From: Frédéric Lécaille <flecaille@haproxy.com>
Date: Fri, 17 Jun 2022 13:11:32 +0000 (+0200)
Subject: BUG/MINOR: quic: Unexpected half open connection counter wrapping
X-Git-Tag: v2.7-dev1~26
X-Git-Url: http://git.ipfire.org/cgi-bin/gitweb.cgi?a=commitdiff_plain;h=2aebaa49b11c44fbbc4f059bb24695ebf13e0537;p=thirdparty%2Fhaproxy.git

BUG/MINOR: quic: Unexpected half open connection counter wrapping

This counter must be incremented only one time by connection and decremented
as soon as the handshake has failed or succeeded.

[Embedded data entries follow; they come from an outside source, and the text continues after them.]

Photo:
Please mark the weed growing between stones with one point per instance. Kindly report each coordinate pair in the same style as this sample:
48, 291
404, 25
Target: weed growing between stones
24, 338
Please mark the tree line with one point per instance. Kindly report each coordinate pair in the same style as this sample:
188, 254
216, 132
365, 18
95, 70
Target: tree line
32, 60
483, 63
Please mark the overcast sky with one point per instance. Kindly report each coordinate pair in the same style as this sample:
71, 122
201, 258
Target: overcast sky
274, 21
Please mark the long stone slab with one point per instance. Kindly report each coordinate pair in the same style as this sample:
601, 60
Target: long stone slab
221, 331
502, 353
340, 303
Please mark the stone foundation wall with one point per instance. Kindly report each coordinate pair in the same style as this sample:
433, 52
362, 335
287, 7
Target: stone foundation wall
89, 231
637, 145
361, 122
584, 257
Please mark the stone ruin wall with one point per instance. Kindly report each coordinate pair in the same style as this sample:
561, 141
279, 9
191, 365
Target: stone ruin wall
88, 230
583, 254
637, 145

This is a gauge. Under certain
conditions this counter could be decremented twice. For instance
after having received a TLS alert, then upon SSL_do_handshake() failure.
To stop having to deal to all the current combinations which can lead to such a
situation (and the next to come), add a connection flag to denote if this counter
has been already decremented for a connection. So, this counter must be decremented
only if this flag has not been already set.

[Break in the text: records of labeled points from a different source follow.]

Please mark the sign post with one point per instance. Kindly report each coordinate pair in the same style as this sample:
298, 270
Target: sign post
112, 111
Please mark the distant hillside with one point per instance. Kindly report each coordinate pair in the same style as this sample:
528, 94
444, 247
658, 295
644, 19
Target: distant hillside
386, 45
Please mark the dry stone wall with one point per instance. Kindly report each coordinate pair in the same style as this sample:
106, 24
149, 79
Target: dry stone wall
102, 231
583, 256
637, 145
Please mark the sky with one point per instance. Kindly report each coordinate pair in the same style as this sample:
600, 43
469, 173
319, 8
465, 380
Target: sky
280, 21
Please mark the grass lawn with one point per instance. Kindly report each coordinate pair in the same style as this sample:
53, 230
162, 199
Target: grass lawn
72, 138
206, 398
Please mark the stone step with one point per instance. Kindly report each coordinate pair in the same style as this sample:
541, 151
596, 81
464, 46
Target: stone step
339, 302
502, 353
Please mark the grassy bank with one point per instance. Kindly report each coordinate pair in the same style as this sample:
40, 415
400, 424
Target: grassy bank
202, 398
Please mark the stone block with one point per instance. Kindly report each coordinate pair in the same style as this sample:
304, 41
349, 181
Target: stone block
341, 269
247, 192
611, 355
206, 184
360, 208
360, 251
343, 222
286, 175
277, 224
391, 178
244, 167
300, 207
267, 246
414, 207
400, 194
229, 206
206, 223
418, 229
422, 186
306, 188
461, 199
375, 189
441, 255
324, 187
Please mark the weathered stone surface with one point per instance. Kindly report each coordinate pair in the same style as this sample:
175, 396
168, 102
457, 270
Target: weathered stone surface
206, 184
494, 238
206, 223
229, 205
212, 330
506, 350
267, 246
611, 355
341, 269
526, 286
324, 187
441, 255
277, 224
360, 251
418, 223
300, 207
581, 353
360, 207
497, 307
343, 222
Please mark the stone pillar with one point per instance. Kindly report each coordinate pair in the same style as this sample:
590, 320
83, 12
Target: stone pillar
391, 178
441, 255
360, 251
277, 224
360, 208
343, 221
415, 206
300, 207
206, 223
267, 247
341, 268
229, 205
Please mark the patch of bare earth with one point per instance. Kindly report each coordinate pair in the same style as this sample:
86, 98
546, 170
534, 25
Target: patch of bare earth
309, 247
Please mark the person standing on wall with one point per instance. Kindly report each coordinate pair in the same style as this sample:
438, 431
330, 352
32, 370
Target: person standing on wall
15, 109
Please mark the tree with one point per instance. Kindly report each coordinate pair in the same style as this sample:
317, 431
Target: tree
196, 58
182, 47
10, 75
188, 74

Must be backported up to 2.6.
---

diff --git a/include/haproxy/xprt_quic-t.h b/include/haproxy/xprt_quic-t.h
index af16656c4e..1d530f42aa 100644
--- a/include/haproxy/xprt_quic-t.h
+++ b/include/haproxy/xprt_quic-t.h
@@ -623,6 +623,7 @@ enum qc_mux_state {
 #define QUIC_FL_CONN_RETRANS_OLD_DATA            (1U << 8)

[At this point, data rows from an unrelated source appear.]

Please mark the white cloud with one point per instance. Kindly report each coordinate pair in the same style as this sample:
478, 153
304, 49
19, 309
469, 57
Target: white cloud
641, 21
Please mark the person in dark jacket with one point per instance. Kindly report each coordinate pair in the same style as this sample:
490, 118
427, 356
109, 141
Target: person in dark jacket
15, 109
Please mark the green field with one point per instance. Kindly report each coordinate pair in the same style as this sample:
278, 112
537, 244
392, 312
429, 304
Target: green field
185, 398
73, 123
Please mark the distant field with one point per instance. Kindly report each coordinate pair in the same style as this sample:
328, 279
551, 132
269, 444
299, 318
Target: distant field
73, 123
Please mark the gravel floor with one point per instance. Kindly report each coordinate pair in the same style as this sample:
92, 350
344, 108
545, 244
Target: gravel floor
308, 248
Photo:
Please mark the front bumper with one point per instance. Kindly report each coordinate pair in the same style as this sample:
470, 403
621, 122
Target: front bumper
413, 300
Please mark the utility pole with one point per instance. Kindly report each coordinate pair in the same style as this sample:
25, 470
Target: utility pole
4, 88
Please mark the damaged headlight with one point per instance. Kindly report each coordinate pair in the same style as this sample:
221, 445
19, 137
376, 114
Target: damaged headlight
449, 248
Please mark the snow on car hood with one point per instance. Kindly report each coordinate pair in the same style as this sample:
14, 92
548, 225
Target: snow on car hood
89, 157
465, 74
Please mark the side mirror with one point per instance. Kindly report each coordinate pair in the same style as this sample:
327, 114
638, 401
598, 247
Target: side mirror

 #define QUIC_FL_CONN_TLS_ALERT                   (1U << 9)
 #define QUIC_FL_CONN_APP_ALERT                   (1U << 10) /* A connection error of type CONNECTION_CLOSE_APP must be emitted. */
+#define QUIC_FL_CONN_HALF_OPEN_CNT_DECREMENTED   (1U << 11) /* The half-open connection counter was decremented */
 #define QUIC_FL_CONN_NOTIFY_CLOSE                (1U << 27) /* MUX notified about quic-conn imminent closure (idle-timeout or CONNECTION_CLOSE emission/reception) */
 #define QUIC_FL_CONN_EXP_TIMER                   (1U << 28) /* timer has expired, quic-conn can be freed */
 #define QUIC_FL_CONN_CLOSING                     (1U << 29)
diff --git a/src/xprt_quic.c b/src/xprt_quic.c
index 678d48ed35..d78eecf279 100644
--- a/src/xprt_quic.c
+++ b/src/xprt_quic.c
@@ -1072,7 +1072,10 @@ void quic_set_connection_close(struct quic_conn *qc, int err, int app)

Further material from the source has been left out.